It had to have been like the 10th grade. By this time, I had had several girlfriends, as most kids do these days (I am not encouraging having gf’s, I’m just sayin’), but none, I repeat NONE had met my parents. I don’t even know if any of them knew what they looked like. I had gotten in the habit of telling my girlfriends, that that introduction was prolly never going to happen.
“Trust me, that aint what you want…”
So yea, its the summer after the 10th grade and I of course have a girlfriend. She was cute too; light-skinned and popular, pretty much the only things that mattered to me back then, lol. No but really, we found ourselves “falling in love” with each other and I was willing to do a lot for her.

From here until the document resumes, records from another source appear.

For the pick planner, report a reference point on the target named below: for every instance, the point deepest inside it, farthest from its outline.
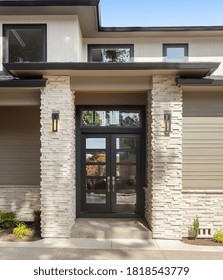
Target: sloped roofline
(18, 3)
(96, 3)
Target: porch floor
(111, 228)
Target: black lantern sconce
(55, 121)
(167, 123)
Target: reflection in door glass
(126, 198)
(96, 184)
(95, 198)
(95, 157)
(96, 170)
(126, 157)
(125, 143)
(95, 143)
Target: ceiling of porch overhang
(88, 12)
(186, 70)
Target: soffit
(191, 70)
(88, 12)
(87, 15)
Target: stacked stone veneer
(206, 205)
(163, 194)
(22, 200)
(57, 159)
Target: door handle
(108, 183)
(113, 183)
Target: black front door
(110, 174)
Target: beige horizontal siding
(203, 141)
(20, 145)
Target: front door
(111, 181)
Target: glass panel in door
(125, 179)
(96, 172)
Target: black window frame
(104, 46)
(184, 46)
(9, 26)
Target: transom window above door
(24, 42)
(119, 118)
(110, 53)
(175, 52)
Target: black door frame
(109, 130)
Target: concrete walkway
(107, 249)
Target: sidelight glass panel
(99, 157)
(122, 118)
(95, 143)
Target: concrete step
(111, 228)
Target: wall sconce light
(55, 121)
(167, 123)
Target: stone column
(57, 159)
(164, 160)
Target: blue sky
(161, 12)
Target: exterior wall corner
(164, 160)
(57, 159)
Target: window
(110, 53)
(175, 52)
(121, 118)
(24, 43)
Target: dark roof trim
(14, 83)
(161, 29)
(19, 3)
(199, 82)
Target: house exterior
(109, 122)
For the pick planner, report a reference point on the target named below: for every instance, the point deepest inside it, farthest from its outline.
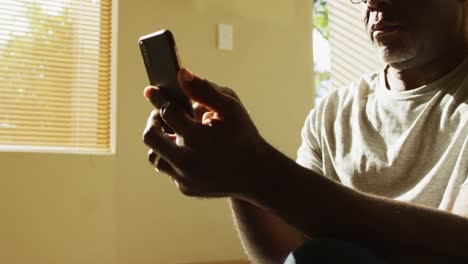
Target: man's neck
(414, 77)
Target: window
(55, 75)
(352, 52)
(321, 48)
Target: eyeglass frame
(358, 2)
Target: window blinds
(352, 53)
(55, 58)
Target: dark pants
(322, 251)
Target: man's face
(412, 32)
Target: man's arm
(320, 207)
(265, 237)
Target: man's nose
(377, 5)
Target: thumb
(205, 93)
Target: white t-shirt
(410, 146)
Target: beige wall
(114, 209)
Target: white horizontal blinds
(55, 73)
(352, 52)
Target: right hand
(222, 144)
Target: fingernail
(147, 91)
(187, 75)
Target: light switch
(225, 39)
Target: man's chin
(396, 58)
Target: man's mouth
(384, 29)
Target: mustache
(386, 16)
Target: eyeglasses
(358, 1)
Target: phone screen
(162, 65)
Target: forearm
(265, 237)
(318, 206)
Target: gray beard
(396, 56)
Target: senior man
(381, 174)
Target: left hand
(221, 150)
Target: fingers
(206, 93)
(165, 167)
(198, 111)
(156, 96)
(175, 117)
(162, 144)
(179, 121)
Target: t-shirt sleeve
(309, 152)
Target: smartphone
(162, 64)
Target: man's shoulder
(360, 89)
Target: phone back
(162, 65)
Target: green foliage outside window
(321, 18)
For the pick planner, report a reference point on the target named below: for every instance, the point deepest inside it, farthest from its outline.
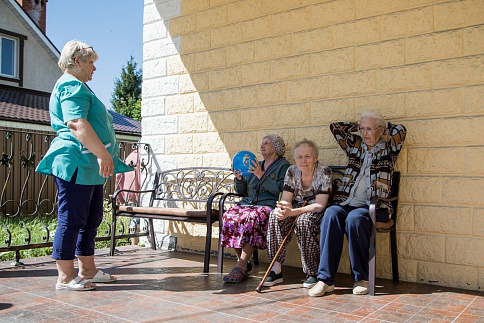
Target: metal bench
(182, 194)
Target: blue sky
(113, 27)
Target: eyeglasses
(367, 130)
(78, 50)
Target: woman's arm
(286, 210)
(82, 130)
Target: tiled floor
(161, 286)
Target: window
(8, 56)
(11, 56)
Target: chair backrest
(181, 187)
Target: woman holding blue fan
(245, 225)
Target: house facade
(28, 72)
(221, 74)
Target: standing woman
(307, 187)
(244, 226)
(80, 158)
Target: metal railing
(28, 200)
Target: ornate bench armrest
(114, 196)
(222, 200)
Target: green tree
(126, 98)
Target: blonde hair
(73, 49)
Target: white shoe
(360, 287)
(320, 289)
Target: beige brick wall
(220, 74)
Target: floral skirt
(245, 224)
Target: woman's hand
(237, 174)
(106, 166)
(255, 169)
(283, 210)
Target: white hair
(73, 49)
(374, 115)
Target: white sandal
(77, 284)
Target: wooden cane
(259, 288)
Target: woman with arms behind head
(371, 159)
(80, 158)
(244, 226)
(307, 187)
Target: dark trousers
(80, 212)
(356, 224)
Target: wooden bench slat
(165, 211)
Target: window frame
(18, 57)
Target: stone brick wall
(220, 74)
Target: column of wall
(220, 74)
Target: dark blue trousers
(80, 212)
(356, 224)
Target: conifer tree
(126, 98)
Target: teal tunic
(71, 99)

During school, I had no problem seeing her. I saw her during the day, and most days after school, since I was in sports. So not telling my parents I had a girlfriend was no big deal in that it had not yet inhibited us from having a normal relationship. The summer although was a different animal. How could I tell my parents that I wanted to go and see my girlfriend? How could I make them understand?
Frankly, I COULDN’T.
They are African, and dating at my age is grounds for a slap that my kids (if I can still have any) would feel.
So this day, the day that will live in infamy, I decided to tell my father that I was going for an interview for a summer job at the then new Super Target in First Colony. In my defense, I was REALLY going to go to Target… I was just going to pick up my girlfriend and have breakfast at Denny’s on d way.lol
I left the house that morning confident that I had it all planned out. I was going to jump in my Volvo station wagon, swing by her house in all my glory and take my baby to breakfast….(*southern accent*) I could not have dreamt of the unfortunate events that were to follow..

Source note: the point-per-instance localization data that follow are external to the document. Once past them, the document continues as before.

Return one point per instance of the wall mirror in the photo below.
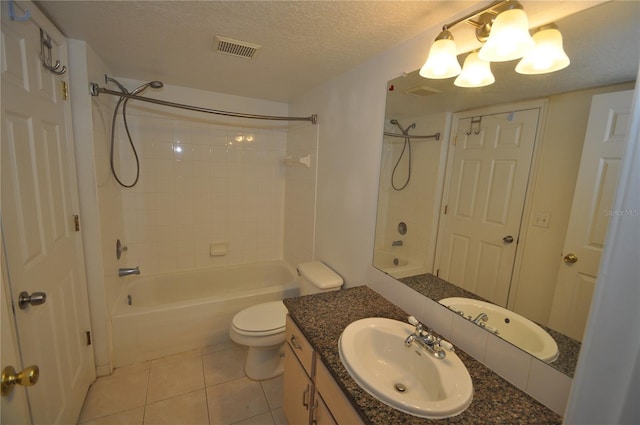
(419, 176)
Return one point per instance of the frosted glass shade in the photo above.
(547, 56)
(475, 72)
(442, 61)
(509, 38)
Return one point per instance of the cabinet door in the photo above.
(297, 390)
(321, 414)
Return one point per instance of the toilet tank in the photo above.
(316, 277)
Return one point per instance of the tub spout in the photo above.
(129, 271)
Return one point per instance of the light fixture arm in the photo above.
(485, 15)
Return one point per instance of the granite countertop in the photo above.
(323, 317)
(435, 288)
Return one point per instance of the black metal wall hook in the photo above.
(47, 61)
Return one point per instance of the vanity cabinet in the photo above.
(311, 395)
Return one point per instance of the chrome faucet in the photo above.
(425, 340)
(480, 319)
(129, 271)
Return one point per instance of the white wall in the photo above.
(551, 191)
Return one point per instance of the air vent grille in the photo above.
(229, 46)
(423, 91)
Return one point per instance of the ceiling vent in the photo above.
(238, 48)
(423, 91)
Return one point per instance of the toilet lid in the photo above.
(262, 318)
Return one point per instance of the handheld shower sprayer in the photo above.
(152, 84)
(123, 101)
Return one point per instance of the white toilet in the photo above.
(262, 327)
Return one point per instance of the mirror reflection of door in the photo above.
(488, 179)
(603, 149)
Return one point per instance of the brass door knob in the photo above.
(27, 377)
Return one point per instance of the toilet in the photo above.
(262, 327)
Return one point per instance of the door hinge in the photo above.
(65, 90)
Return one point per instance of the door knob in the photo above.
(37, 298)
(26, 377)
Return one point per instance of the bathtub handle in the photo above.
(295, 344)
(305, 403)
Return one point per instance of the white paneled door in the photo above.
(41, 247)
(604, 145)
(488, 179)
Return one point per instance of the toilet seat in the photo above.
(261, 320)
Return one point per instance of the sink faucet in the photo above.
(425, 340)
(129, 271)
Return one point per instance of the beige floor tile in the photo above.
(128, 417)
(263, 419)
(175, 375)
(235, 401)
(224, 366)
(115, 393)
(273, 390)
(221, 346)
(278, 416)
(186, 409)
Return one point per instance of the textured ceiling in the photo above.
(304, 43)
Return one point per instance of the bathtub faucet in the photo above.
(129, 271)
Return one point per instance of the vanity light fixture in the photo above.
(548, 54)
(476, 72)
(503, 28)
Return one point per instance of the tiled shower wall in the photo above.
(202, 183)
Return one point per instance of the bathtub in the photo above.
(396, 265)
(163, 314)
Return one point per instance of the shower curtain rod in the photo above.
(95, 90)
(430, 136)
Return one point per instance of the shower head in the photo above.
(404, 131)
(108, 79)
(152, 84)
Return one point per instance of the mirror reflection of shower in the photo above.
(406, 147)
(123, 101)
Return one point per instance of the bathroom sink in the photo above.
(511, 327)
(374, 353)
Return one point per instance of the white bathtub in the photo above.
(163, 314)
(397, 265)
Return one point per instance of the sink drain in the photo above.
(400, 388)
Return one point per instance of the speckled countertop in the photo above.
(435, 288)
(323, 317)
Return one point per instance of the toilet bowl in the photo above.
(262, 327)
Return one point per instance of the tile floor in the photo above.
(197, 387)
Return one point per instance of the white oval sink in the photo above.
(406, 378)
(510, 326)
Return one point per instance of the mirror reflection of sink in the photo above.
(374, 353)
(512, 327)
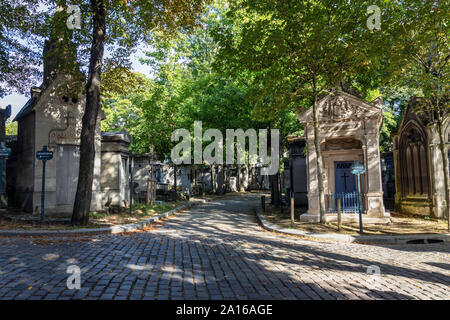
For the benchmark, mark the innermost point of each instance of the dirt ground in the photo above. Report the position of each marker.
(101, 219)
(97, 219)
(400, 224)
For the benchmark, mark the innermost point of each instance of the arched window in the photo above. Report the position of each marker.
(413, 160)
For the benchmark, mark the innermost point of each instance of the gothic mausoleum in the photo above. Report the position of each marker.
(349, 130)
(418, 163)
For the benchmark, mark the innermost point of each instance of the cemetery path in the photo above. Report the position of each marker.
(217, 251)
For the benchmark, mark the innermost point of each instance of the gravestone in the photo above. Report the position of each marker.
(349, 130)
(418, 163)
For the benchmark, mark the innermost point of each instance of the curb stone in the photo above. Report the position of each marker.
(363, 239)
(107, 230)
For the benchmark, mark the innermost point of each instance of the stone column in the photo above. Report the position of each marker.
(4, 114)
(313, 214)
(437, 180)
(398, 185)
(375, 206)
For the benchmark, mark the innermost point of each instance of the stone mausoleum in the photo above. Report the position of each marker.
(418, 163)
(349, 132)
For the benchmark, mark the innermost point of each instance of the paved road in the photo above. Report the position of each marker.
(217, 251)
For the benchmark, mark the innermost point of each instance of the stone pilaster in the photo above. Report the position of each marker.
(374, 195)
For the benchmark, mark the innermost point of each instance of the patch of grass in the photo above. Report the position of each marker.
(400, 224)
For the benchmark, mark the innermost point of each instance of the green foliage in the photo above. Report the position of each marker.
(19, 59)
(11, 128)
(187, 88)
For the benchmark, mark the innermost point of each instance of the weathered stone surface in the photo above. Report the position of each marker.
(349, 132)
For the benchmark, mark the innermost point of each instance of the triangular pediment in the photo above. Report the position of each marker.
(341, 106)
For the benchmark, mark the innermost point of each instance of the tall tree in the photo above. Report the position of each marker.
(123, 24)
(298, 50)
(422, 48)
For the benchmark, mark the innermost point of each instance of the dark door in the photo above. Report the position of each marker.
(343, 177)
(67, 164)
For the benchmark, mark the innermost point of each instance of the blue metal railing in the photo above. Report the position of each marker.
(349, 202)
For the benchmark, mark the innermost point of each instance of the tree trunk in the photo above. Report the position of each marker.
(213, 178)
(445, 166)
(318, 158)
(83, 196)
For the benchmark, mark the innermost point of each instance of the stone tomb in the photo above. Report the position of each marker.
(349, 131)
(53, 120)
(295, 166)
(115, 168)
(419, 165)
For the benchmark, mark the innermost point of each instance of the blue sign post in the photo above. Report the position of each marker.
(359, 169)
(43, 155)
(4, 153)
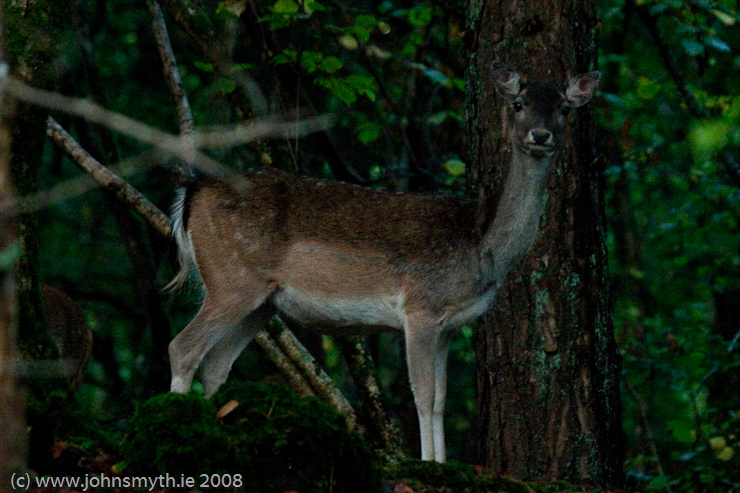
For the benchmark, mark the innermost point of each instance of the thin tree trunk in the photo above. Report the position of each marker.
(12, 444)
(548, 366)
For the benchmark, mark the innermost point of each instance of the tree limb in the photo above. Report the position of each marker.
(320, 382)
(362, 369)
(107, 180)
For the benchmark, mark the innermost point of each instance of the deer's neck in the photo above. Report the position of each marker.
(514, 227)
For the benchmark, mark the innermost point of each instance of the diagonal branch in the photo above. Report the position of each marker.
(107, 180)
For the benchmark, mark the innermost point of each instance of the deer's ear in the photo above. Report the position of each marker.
(506, 80)
(581, 88)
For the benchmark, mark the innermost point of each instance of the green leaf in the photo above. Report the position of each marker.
(339, 88)
(718, 44)
(225, 86)
(658, 483)
(363, 85)
(437, 77)
(310, 61)
(331, 64)
(692, 47)
(683, 431)
(9, 256)
(420, 16)
(724, 18)
(287, 56)
(349, 42)
(285, 7)
(367, 21)
(646, 88)
(368, 132)
(455, 167)
(205, 67)
(231, 8)
(709, 137)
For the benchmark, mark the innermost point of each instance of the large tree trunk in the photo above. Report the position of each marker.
(548, 366)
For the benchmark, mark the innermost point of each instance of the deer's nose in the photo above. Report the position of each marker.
(541, 136)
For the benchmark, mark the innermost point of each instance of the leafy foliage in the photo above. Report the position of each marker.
(673, 207)
(393, 74)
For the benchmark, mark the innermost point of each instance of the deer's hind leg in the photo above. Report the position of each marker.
(217, 363)
(217, 318)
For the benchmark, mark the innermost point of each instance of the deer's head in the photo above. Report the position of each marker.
(540, 109)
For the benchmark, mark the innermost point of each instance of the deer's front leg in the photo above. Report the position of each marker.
(440, 392)
(422, 339)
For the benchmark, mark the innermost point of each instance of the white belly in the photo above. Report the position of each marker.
(311, 308)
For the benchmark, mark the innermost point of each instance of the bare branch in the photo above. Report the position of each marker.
(169, 144)
(171, 72)
(312, 371)
(194, 21)
(362, 369)
(287, 369)
(648, 428)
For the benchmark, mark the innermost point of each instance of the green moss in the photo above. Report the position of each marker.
(62, 433)
(274, 438)
(175, 434)
(433, 477)
(281, 441)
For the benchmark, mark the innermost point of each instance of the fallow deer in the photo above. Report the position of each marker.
(343, 258)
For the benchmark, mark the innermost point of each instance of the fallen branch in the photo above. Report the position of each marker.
(320, 382)
(108, 180)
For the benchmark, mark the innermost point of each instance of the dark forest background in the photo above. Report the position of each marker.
(393, 74)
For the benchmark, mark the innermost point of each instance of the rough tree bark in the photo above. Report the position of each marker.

Upon arriving at Denny’s me and my baby sat in a booth by the window.
Waiter asks for our drinks… 2 OJs..
She asks me what I’m going to eat….moons over hammy
I ask the same…. Grand Slam
I glance out the window to check on the whip… 85 volvo sittin right.lol
Cars passin by… ’89 benz catches my eye…
My heart… stops
89 benz?!! That can’t be my dad’s car!!!
I quicly get myself together and I exclaim, “My Dad followed me up here!”
Luckily my girlfriend knew the deal, and a certain fear struck her face too… My next move has to be the most cowardly move I have ever made in my life!!

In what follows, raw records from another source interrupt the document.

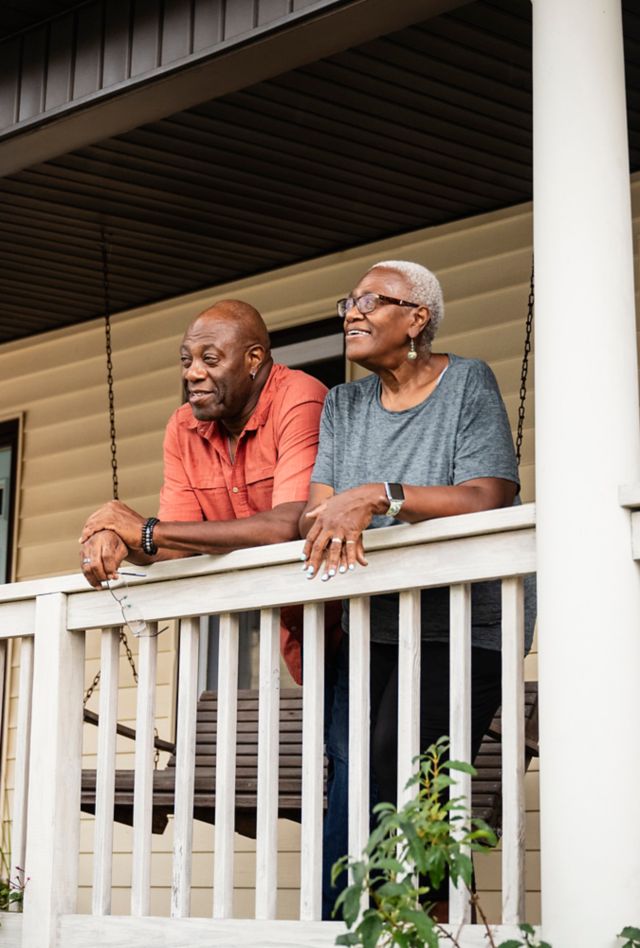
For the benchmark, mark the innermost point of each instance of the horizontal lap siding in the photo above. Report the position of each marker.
(58, 380)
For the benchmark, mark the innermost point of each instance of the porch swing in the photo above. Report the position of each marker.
(486, 786)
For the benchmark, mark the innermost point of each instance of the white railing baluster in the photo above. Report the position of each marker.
(359, 724)
(408, 691)
(226, 766)
(105, 772)
(312, 763)
(513, 810)
(185, 768)
(53, 837)
(143, 779)
(460, 720)
(268, 759)
(21, 780)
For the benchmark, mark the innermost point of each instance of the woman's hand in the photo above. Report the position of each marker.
(121, 519)
(334, 541)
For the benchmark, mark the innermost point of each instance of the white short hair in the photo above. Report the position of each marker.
(424, 288)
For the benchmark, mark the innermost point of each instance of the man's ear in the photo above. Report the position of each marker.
(255, 356)
(421, 317)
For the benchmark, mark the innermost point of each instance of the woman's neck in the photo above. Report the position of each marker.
(408, 384)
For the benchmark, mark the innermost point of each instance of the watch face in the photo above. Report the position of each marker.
(395, 492)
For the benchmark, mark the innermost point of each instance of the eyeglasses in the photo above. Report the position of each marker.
(131, 615)
(367, 303)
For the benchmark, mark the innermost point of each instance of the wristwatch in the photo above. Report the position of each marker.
(395, 496)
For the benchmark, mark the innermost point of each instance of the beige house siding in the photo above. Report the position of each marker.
(58, 381)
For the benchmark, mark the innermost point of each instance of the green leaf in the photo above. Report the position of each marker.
(461, 766)
(422, 924)
(351, 904)
(349, 938)
(391, 890)
(370, 929)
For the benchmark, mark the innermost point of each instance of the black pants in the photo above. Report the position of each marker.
(434, 704)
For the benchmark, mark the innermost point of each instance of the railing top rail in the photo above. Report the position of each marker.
(430, 531)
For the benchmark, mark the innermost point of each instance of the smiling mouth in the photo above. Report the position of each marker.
(197, 395)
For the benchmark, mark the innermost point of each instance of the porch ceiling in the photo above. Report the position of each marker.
(421, 127)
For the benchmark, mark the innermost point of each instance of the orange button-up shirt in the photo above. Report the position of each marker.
(274, 456)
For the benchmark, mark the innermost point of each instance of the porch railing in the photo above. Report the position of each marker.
(51, 618)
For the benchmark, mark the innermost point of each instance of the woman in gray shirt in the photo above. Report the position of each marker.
(426, 435)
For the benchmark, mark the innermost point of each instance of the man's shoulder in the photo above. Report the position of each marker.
(182, 418)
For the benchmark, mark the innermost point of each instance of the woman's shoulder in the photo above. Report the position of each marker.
(350, 392)
(470, 371)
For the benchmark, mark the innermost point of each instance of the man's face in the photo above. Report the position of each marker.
(215, 369)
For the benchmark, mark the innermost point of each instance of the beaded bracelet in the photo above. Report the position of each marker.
(148, 546)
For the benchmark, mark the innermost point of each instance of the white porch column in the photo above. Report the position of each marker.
(587, 444)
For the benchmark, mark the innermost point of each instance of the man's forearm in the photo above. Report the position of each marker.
(210, 536)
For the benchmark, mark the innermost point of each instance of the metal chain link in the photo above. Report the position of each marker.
(525, 367)
(112, 433)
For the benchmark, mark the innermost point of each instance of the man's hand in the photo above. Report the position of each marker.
(334, 542)
(121, 519)
(101, 555)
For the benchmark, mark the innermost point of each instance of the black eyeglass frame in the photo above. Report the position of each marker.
(343, 308)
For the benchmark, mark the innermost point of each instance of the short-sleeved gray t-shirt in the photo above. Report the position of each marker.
(460, 432)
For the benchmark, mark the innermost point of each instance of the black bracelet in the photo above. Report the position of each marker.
(148, 546)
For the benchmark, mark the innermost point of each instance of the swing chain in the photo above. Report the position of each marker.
(96, 678)
(107, 333)
(525, 368)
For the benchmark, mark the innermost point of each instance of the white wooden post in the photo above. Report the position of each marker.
(144, 763)
(268, 754)
(226, 766)
(105, 772)
(185, 768)
(513, 825)
(53, 837)
(408, 692)
(359, 724)
(21, 780)
(312, 763)
(460, 721)
(587, 445)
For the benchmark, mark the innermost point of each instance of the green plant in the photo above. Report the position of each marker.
(408, 856)
(632, 935)
(11, 890)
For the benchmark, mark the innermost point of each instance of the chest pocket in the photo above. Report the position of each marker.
(260, 490)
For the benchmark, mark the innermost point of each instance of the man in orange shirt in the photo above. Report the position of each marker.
(237, 457)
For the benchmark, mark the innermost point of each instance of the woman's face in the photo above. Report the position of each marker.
(380, 339)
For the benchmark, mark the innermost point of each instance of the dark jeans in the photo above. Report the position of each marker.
(434, 722)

I told my gf to leave and go to the restroom, and I would call her when get out ..
Yea, I know… pretty weak.
Anyway she did what I said, and I was left at the table for a moment to gather my thoughts to assess what may go down…
“Man, I hope he don’t come in here hollerin”
“What if he try and hit me in front of all these people.”
“What if he want me to leave with him, I would have to leave o gal in the bathroom!!”
I try to act normal as my pop comes walking up to the building…
He stops at my window and knocks on the glass.
I pulled one hell of an oscar performance, when I acted to be surprised and jumped in my seat, as if startled, and stared at him in bewilderment… he stared back…
I shrugged my shoulders, as to say. “what are you doing here? Can’t you see I am here by myself.”
He points to the other glass of orange juice sitting on the table across from my glass.
I look at the glass. I look at him with a look as if saying, "so.."
He shakes his head and walks off….
At this point I am officially shook. I cannot believe what has just happened and I cannot imagine how much trouble I will be in when I get home. I am panicked and scatterbrained. So scatterbrained that I LEAVE MY GIRLFRIEND AT DENNY’S AND TELL HER TO GET HER MOTHER TO COME PICK HER UP!!
Yea, I know….pretty weak.
That was the longest ride home of my life.